Dosimetric impact of intrafraction motion and interfraction changes in dose-escalated prostate SBRT
PO-1891
Abstract
Dosimetric impact of intrafraction motion and interfraction changes in dose-escalated prostate SBRT
Authors: Denis Panizza1, Valeria Faccenda1, Martina Camilla Daniotti1, Sara Trivellato1, Paolo Caricato1, Raffaella Lucchini2, Stefano Arcangeli3, Elena De Ponti1
1ASST Monza, Medical Physics Department, Monza, Italy; 2University of Milan Bicocca, School of Medicine and Surgery, Milan, Italy; 3School of Medicine and Surgery, University of Milan Bicocca, Milan, Italy
Show Affiliations
Hide Affiliations
Purpose or Objective
The aim of this study was to investigate the impact of intrafraction prostate motion and interfraction anatomical changes on dose metrics and the effect of beam gating and motion correction in dose-escalated linac-based SBRT.
Material and Methods
Thirteen patients (56 fractions) with organ-confined prostate cancer underwent dose-escalated FFF-VMAT SBRT. Accurate patient setup was ensured by CBCT and real-time 3D prostate motion data were obtained using a novel electromagnetic tracking device. Treatment was interrupted when the signals exceeded a 2 mm threshold in any of the three spatial directions and couch position was corrected unless the offset was transient. Prostate trajectories with and without beam gating and motion correction events were reconstructed and analyzed. Rectum and bladder volumes on each daily CBCT were recorded and compared with volumes at simulation. The prostate motion observed for each fraction was incorporated into the patient original treatment plan with an isocenter shift method. Actually delivered treatments were then simulated by recalculating the reconstructed motion-encoded plan on deformed CTs reflecting the patient CBCT-anatomy of the day. Non-gated treatments were also recomputed using the prostate motion data assuming that no interventions have occurred.
Results
Treatment interruptions because of target motion trespassing the predefined threshold occurred in 25 fractions (45%). Rectum and bladder volume changes were relevant in most patients. The mean relative dose differences between actually delivered and planned treatments were -3.0% [-18.5 – 2.8] for CTV D99% and -2.6% [-17.8 – 1.0] for PTV D95% over all 56 fractions.
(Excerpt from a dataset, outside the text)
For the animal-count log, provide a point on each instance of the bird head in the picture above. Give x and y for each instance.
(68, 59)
However, the median cumulative CTV coverage with 93% of the prescribed dose turned out to be satisfactory. Urethra sparing was slightly degraded and a mean favourable underexposition of rectum and bladder was seen in all but two dose metrics: the maximum dose to rectum mucosa and the bladder D40%. Nevertheless, only 2 major deviations in rectum mucosa D0.035cc were observed at the end of the treatment. The greatest contribution to target missing and OARs doses came from the interfraction anatomical variations, while intrafraction prostate motion marginally contributed in gated treatments. In non-gated treatments, an additional 2.4 – 2.8% to target dose deficit would have occurred on average and the bladder would have further deteriorated by 3.1 – 11.6%.
Conclusion
The implemented motion management strategy and the strict patient preparation regimen, along with current PTV margins, robustness of original treatment plans, and fast FFF beam delivery, ensured no significant degradations of dose metrics due to both intrafraction motion and interfraction anatomical changes. Non-gated treatments would have resulted in larger target dose deficits and bladder overdoses in some fractions. Thus, continuous monitoring, beam gating and motion correction are recommended to safely deliver dose-escalated prostate SBRT.